In 1996, a security guard named Richard Jewell should have been proclaimed a hero. He spotted an abandoned backpack in Centennial Park during the Atlanta Summer Olympics. Thinking that it could be a bomb, Jewell, insisting the proper security protocols be followed even though there was a concert going on, moved as many people as he could away from the backpack before it exploded. Two people died as a result of the explosion and 111 were injured. The number would have been much more catastrophic if not for Jewell’s actions.
Jewell saved lives but he soon found himself the number one suspect.

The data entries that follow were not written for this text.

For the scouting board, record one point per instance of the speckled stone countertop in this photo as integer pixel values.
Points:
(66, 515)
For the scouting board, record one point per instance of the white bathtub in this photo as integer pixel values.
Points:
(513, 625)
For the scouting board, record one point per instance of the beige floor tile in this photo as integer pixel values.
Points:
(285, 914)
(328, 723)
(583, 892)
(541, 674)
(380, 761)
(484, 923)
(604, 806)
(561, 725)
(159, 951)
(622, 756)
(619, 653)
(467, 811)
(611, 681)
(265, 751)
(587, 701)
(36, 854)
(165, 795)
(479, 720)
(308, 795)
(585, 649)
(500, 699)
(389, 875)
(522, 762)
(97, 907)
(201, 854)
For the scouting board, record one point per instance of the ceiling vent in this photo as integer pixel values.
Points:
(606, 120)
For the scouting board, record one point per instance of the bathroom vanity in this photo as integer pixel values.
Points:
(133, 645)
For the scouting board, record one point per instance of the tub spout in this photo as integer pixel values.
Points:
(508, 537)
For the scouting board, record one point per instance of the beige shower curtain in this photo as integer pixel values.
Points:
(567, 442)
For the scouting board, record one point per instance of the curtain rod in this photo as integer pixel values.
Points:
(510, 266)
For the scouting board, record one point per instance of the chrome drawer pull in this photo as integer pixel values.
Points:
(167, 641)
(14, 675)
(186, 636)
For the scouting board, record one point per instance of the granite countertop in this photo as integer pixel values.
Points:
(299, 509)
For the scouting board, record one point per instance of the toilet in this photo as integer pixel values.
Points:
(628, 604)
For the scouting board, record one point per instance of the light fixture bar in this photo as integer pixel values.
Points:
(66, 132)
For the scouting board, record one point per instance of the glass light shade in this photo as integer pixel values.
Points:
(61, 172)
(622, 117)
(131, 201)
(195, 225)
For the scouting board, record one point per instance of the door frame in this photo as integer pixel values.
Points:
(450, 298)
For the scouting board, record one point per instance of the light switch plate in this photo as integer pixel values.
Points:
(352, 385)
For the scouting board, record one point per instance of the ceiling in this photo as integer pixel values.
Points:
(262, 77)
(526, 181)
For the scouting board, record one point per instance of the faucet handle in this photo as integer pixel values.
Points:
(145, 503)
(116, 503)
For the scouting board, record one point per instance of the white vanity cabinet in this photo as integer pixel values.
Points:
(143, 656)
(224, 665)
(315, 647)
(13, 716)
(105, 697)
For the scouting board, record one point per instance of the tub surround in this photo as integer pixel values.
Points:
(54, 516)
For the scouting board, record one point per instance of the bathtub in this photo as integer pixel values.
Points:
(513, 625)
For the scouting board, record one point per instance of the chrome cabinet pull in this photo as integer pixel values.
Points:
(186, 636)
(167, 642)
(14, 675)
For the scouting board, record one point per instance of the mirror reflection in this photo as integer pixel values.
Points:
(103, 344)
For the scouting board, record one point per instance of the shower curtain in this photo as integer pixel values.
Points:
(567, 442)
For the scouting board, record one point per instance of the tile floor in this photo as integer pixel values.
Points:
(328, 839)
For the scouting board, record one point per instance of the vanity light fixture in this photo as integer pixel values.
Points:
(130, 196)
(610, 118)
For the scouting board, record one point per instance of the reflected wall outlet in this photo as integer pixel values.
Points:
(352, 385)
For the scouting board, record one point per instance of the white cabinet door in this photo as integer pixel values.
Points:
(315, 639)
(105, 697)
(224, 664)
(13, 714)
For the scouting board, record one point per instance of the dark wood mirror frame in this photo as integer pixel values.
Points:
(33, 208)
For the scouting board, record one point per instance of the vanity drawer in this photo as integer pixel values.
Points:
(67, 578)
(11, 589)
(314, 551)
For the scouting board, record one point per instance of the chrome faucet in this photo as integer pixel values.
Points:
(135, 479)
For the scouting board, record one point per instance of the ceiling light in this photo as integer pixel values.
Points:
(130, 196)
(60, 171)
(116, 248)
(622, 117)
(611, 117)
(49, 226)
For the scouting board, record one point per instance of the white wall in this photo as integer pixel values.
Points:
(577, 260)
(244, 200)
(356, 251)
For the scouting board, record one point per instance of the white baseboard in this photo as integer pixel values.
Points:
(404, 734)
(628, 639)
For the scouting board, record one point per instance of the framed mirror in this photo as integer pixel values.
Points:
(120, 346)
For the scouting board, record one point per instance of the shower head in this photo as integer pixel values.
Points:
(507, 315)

Overweight, a little bit nerdy, Southern accented and possessing a spotty work history, Richard Jewell did not fit the popular conception of a hero. After the FBI leaked that Jewell was their number one suspect, the press literally reported as if Jewell’s arrest was imminent. I’m old enough to remember the way that, for a month, the nightly news seemed like the counting the days until Jewell was charged. Jewell, however, was never arrested and eventually, he sued several media outlets for libel. After anti-abortion fanatic Eric Rudolph emerged as the number one suspect in the bombing, the three FBI agents who attempted to railroad Jewell were disciplined. One was suspended for five days without pay, which seems a light punishment for ruining a man’s life.

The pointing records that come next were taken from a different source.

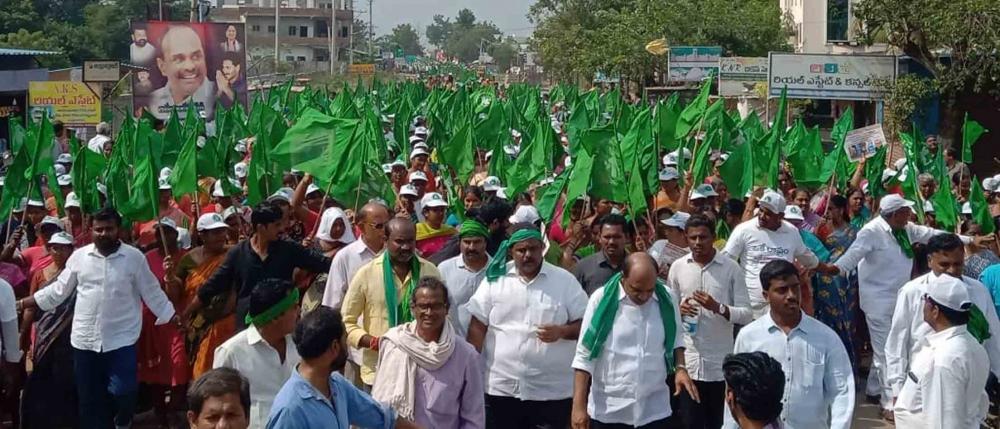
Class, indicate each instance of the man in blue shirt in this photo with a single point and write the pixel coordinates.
(316, 395)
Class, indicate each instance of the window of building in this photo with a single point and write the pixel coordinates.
(837, 20)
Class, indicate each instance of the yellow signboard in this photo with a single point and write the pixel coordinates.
(73, 103)
(362, 69)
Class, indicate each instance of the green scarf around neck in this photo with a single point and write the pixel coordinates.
(399, 309)
(603, 319)
(903, 240)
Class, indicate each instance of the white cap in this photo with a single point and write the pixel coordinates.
(417, 151)
(793, 212)
(326, 222)
(678, 220)
(703, 190)
(72, 200)
(210, 221)
(61, 238)
(165, 184)
(950, 292)
(525, 214)
(893, 202)
(417, 175)
(492, 184)
(240, 170)
(282, 194)
(772, 201)
(433, 200)
(51, 220)
(408, 189)
(183, 238)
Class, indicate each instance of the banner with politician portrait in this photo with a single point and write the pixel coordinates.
(187, 64)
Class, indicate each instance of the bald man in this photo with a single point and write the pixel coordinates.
(181, 61)
(609, 365)
(369, 311)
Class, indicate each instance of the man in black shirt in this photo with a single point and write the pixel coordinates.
(260, 257)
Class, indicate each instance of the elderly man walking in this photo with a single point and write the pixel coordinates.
(525, 318)
(379, 295)
(427, 373)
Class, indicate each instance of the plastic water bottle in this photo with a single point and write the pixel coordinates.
(691, 322)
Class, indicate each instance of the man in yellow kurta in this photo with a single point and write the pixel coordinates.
(380, 307)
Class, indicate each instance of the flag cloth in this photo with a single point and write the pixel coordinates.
(981, 209)
(971, 131)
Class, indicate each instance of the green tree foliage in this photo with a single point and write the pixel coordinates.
(575, 38)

Clint Eastwood’s Richard Jewell was about the persecution of the title character, with Paul Walter Hauser playing Jewell, Kathy Bates playing his mother, Jon Hamm playing the arrogant FBI agent, Olivia Wilde playing the unethical journalist who first reported that Jewell was a suspect, and Sam Rockwell playing Jewell’s attorney. When Richard Jewell was released in 2019, there was a lot of debate about the way it presented both the media and the FBI. This was during the first Trump presidency and many critics felt that it was not the right time for a film about an irresponsible reporter and a corrupt FBI agent. But Eastwood’s film isn’t about the reporter or the FBI. Instead, like many of his films, it’s about a loner who does the right thing, refuses to compromise, and suffers for it. If the FBI and the media didn’t want to be presented as being villains in a movie about Richard Jewell, they should have thought twice before announcing to the the world that they thought he was a murderer.

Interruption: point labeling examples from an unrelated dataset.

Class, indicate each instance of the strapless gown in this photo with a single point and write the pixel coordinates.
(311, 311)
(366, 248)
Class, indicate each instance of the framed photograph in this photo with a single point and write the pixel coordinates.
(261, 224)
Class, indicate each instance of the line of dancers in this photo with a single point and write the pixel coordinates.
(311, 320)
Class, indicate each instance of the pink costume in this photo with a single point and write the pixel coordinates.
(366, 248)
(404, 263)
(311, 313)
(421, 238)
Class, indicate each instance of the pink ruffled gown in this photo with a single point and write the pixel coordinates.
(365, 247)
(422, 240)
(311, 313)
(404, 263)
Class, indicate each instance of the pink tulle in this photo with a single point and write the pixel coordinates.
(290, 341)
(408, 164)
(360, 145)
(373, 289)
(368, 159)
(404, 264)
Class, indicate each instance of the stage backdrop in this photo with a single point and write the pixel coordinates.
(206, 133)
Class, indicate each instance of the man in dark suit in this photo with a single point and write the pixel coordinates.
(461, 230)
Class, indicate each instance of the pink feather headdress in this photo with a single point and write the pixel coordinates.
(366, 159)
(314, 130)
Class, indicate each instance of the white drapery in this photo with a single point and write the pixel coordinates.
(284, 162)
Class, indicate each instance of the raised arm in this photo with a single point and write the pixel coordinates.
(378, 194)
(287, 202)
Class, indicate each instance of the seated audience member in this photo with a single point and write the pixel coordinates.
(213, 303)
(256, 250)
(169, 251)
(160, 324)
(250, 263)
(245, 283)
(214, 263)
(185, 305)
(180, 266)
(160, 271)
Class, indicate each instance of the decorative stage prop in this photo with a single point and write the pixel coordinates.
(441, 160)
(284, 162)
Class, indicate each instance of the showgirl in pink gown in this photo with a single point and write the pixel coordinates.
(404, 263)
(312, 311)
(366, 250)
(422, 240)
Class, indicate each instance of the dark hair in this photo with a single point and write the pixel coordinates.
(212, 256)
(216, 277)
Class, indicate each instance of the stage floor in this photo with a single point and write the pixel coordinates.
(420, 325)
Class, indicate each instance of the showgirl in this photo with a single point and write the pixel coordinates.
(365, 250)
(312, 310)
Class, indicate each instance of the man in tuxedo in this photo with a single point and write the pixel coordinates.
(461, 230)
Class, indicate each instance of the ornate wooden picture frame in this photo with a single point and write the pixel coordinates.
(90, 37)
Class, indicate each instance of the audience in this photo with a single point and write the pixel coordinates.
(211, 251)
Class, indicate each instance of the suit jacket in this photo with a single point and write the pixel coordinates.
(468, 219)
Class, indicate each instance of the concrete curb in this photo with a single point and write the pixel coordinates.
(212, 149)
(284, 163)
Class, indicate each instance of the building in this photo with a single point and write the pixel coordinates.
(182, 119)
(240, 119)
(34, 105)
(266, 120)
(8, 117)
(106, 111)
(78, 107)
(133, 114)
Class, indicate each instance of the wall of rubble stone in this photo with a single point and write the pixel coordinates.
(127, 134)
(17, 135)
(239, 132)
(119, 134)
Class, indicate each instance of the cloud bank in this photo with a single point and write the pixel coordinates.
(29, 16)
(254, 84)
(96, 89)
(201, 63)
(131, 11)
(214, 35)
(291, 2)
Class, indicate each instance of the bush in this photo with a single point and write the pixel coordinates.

Because of the controversy, Richard Jewell is one of Eastwood’s unfairly overlooked films. Along with directing in his usual straightforward manner, Eastwood gets a great performance out of Paul Walter Hauser and reminds us that not every hero looks like the Man With No Name. Even more importantly, Eastwood pays tribute to a man who deserved better than he was given by the world. Richard Jewell died 12 years before the film that was named after him was released. A lot of people wanted to sweep what happened to Richard Jewell under the rug. Eastwood, in one of the best of his later films, refused to let that happen.